Если не пойти и лично не убедиться в существовании двери, придется верить в нее всегда. Его будет тянуть туда как магнитом всю жизнь. (То есть на протяжении того короткого отрезка времени, что от нее останется, — подсказала часть рассудка, помнившая о фляжке.)
С другой стороны, если он решит засвидетельствовать двери свое почтение, а ее там не окажется, то… что тогда?
Лошадь нетерпеливо заржала.
Ответ, разумеется, очень прост. Его снабдили целой монтажной платой для решения этой проблемы; именно для этого он и предназначен. Он будет продолжать верить в ее существование вопреки любым фактам. Для чего же еще нужна вера?
Дверь все равно есть, пусть даже ее и нет.
Он собрался с духом. Дверь там, и он должен к ней подойти, потому что дверь — это путь.
Монах взял лошадь под уздцы и пошел. Путь до двери недолог, а приближаться к ней следует со всей покорностью.
Отважно расправив плечи, он ступал медленно и торжественно и вскоре достиг каменистого выступа. Подошел к нему. Заглянул за угол.
И увидел дверь.
Лошадь, кстати, была весьма этим удивлена.
В благоговейном трепете потрясенный монах рухнул на колени. Он так привык к горьким разочарованиям, преследовавшим его всю жизнь, что был совершенно не готов к такому повороту событий. В системе возник сбой, монах смотрел на дверь отсутствующим взглядом.

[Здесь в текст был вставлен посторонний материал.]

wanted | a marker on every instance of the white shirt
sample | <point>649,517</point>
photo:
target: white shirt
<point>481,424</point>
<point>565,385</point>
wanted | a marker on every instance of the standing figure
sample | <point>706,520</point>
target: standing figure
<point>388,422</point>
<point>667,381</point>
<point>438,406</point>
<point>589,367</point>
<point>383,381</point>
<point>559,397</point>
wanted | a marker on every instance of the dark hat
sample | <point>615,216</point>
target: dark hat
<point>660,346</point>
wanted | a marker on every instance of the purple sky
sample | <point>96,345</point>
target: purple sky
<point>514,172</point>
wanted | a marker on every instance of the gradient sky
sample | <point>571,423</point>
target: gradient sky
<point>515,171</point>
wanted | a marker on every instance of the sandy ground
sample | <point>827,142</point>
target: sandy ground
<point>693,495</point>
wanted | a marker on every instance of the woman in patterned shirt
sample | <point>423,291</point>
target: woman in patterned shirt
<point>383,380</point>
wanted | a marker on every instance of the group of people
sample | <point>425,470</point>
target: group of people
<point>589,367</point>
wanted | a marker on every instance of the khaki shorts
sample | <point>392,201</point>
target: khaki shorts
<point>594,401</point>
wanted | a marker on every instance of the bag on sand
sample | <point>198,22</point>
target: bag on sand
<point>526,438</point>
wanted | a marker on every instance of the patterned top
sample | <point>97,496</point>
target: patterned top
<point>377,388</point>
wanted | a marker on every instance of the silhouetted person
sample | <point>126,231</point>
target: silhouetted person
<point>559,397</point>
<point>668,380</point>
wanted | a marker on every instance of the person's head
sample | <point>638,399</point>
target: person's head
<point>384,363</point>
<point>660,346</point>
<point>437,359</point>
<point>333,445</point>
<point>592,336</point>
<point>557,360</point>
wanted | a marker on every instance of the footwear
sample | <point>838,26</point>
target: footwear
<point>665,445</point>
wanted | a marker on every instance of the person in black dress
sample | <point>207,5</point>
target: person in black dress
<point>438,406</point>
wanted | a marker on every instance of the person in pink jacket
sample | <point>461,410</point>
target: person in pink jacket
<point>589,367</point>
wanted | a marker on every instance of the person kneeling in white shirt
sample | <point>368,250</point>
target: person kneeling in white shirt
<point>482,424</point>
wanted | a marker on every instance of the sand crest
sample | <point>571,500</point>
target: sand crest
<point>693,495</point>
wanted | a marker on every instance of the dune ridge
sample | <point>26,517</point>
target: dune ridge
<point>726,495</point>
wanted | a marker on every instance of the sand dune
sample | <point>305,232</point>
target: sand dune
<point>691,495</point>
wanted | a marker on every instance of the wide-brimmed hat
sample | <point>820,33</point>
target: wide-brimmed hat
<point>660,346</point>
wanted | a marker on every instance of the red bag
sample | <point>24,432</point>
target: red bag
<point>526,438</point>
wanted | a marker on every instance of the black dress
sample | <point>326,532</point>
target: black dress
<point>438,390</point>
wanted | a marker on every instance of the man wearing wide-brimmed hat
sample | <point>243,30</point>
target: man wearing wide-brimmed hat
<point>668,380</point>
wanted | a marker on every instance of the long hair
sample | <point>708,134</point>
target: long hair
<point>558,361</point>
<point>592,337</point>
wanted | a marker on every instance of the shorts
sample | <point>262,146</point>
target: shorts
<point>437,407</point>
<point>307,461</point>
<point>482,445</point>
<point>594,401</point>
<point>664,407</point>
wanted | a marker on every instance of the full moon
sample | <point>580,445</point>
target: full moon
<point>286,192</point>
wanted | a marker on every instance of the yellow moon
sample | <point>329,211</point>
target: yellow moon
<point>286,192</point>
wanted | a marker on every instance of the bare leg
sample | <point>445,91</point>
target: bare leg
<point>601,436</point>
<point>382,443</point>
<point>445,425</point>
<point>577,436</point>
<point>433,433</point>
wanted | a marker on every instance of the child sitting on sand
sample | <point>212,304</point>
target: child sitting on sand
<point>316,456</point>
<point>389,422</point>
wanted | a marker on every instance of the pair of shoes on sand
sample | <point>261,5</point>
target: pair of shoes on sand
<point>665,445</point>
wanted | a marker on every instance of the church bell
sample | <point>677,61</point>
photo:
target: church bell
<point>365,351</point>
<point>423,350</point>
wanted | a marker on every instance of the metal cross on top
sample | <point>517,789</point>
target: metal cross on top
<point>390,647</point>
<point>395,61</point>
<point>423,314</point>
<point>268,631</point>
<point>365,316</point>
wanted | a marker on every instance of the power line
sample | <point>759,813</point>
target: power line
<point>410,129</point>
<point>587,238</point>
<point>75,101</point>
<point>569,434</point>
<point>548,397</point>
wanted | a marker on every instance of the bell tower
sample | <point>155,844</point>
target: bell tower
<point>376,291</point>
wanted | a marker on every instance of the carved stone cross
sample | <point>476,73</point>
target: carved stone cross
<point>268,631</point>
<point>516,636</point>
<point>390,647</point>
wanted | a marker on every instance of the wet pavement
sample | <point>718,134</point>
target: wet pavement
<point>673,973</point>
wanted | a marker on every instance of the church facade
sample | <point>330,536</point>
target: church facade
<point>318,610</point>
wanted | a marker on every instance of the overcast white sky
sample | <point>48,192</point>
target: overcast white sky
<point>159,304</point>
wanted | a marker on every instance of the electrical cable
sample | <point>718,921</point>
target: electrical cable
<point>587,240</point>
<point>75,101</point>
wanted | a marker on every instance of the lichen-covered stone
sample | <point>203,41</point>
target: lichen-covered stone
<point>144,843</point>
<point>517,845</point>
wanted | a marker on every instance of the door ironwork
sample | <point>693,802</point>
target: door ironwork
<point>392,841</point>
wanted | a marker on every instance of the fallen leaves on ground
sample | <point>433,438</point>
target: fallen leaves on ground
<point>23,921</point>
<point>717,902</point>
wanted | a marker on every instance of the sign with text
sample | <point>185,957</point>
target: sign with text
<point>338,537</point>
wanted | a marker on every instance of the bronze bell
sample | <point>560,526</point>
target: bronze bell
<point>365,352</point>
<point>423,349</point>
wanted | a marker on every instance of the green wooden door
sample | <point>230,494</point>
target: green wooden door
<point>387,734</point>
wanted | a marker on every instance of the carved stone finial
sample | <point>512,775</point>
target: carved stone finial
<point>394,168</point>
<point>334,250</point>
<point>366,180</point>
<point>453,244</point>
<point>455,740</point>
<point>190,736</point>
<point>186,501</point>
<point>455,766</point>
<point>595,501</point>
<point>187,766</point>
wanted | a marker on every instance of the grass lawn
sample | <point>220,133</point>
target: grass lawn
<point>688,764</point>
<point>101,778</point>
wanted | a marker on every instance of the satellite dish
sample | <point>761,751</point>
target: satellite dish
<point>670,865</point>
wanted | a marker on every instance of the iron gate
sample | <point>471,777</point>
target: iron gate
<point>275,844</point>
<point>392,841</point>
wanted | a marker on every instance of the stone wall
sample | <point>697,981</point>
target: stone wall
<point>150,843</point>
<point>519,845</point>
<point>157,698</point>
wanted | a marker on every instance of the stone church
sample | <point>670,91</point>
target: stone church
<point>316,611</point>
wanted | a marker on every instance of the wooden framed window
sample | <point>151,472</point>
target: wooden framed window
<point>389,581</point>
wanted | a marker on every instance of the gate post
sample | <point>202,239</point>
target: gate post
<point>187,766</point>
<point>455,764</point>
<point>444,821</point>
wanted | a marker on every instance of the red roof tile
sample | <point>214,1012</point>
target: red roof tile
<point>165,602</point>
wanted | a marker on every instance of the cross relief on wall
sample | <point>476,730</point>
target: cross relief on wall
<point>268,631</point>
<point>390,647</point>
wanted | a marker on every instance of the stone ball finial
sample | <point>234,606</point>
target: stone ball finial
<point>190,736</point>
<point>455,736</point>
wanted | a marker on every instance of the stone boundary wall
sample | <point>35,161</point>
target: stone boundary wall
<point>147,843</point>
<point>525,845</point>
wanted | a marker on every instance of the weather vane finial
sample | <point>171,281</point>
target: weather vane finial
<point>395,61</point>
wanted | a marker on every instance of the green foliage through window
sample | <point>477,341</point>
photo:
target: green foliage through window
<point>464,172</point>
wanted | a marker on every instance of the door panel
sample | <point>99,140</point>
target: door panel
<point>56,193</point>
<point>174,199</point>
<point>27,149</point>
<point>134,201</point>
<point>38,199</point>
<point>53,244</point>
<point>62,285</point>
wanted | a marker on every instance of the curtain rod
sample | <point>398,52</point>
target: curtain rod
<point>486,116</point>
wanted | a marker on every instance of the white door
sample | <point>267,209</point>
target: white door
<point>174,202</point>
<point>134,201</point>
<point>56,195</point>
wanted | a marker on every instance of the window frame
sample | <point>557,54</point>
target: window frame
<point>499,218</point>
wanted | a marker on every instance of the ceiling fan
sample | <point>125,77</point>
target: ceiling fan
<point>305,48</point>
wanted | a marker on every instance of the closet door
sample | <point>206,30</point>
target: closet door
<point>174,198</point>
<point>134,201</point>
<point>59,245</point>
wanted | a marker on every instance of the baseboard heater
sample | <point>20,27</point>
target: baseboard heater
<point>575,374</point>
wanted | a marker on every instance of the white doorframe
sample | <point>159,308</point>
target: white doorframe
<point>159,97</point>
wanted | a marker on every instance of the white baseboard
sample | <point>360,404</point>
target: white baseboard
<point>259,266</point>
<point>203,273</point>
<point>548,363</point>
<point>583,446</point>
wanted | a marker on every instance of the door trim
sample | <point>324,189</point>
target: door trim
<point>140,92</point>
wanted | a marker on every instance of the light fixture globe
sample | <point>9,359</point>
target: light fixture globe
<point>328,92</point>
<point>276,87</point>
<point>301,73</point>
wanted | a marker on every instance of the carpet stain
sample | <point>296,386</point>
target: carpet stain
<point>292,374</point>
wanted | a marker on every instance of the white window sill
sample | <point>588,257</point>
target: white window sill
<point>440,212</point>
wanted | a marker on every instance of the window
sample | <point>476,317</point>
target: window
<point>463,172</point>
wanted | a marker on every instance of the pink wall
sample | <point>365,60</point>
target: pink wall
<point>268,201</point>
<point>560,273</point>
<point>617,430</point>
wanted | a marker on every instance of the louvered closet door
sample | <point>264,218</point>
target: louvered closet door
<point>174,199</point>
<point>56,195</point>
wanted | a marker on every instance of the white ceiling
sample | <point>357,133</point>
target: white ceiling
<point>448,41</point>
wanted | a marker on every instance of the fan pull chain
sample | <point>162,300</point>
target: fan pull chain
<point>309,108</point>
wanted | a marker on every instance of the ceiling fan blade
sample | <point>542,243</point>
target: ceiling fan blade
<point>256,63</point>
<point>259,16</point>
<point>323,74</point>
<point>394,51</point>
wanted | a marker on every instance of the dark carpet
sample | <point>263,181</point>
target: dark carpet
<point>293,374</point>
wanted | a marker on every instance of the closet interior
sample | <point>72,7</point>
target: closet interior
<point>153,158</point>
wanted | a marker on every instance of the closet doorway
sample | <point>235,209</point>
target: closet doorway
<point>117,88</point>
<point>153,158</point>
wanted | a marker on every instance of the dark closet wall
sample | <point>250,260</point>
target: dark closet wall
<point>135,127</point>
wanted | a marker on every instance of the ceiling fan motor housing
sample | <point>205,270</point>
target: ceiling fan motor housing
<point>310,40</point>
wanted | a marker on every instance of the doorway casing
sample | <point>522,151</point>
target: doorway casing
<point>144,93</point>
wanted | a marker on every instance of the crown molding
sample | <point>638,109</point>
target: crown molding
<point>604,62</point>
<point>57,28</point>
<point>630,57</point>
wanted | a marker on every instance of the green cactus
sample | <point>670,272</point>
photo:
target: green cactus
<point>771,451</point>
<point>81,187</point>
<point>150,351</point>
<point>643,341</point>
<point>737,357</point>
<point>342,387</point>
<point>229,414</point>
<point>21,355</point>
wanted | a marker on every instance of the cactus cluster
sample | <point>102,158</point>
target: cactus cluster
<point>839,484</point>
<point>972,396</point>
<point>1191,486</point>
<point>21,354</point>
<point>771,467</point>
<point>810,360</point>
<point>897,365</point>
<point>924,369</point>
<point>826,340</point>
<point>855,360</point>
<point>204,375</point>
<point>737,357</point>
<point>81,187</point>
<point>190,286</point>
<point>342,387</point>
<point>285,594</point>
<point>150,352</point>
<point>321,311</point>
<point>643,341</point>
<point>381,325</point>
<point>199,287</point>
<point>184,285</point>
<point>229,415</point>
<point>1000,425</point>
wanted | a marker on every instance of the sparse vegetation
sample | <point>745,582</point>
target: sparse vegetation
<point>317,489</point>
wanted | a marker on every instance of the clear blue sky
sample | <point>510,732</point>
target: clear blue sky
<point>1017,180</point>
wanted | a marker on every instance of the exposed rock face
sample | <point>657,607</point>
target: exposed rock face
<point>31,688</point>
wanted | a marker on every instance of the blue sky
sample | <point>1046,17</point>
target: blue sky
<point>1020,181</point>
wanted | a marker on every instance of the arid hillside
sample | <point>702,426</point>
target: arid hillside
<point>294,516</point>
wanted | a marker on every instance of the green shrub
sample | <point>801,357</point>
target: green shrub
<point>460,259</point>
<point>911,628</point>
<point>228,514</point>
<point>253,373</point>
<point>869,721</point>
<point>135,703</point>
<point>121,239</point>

В жизни он сталкивался только с огромными, армированными сталью дверями. Они обеспечивали сохранность видеомагнитофонов, посудомоечных машин, ну и, разумеется, дорогостоящих электрических монахов. Эта же дверь была простенькой, деревянной, размером не больше его самого, выкрашена в белый цвет, со слегка поцарапанной медной ручкой, прикрученной с одной стороны чуть ниже середины. Дверь приделали к скале, зачем и почему — неизвестно.
Ни жив ни мертв от страха, бедный монах кое-как поднялся на ноги, боязливо подошел ближе, коснулся двери и тут же отскочил назад, ошарашенный тем, что не сработала сигнализация. Он вновь дотронулся до двери, на этот раз решительнее.
Затем он медленно опустил ладонь на ручку. Опять тишина. На всякий случай обождав минуту, он легонько повернул ручку и почувствовал, как открылся замочный механизм. Монах затаил дыхание. Ни звука. Он потянул дверь на себя, та свободно поддалась. Он заглянул внутрь, но после слепящего солнца ничего не разглядел в темноте. Наконец, едва живой от страха и любопытства, он ступил вперед, таща за собой лошадь.
Спустя несколько минут некто, скрывавшийся доселе за выступом другой скалы, закончил втирать пыль себе в лицо, встал на ноги, потянулся и подошел к двери, отряхивая по пути одежду.
Глава 6
В стране Ксанад благословеннойДворец построил Кубла Хан… [2]
Чтец явно придерживался той точки зрения, что лучше всего достоинство и величие стихотворения передается, если декламировать его шутовским голосом. Голос то взмывал вверх, то устремлялся вниз, отчего казалось, что слова разбегаются во все стороны и ищут, где бы спрятаться.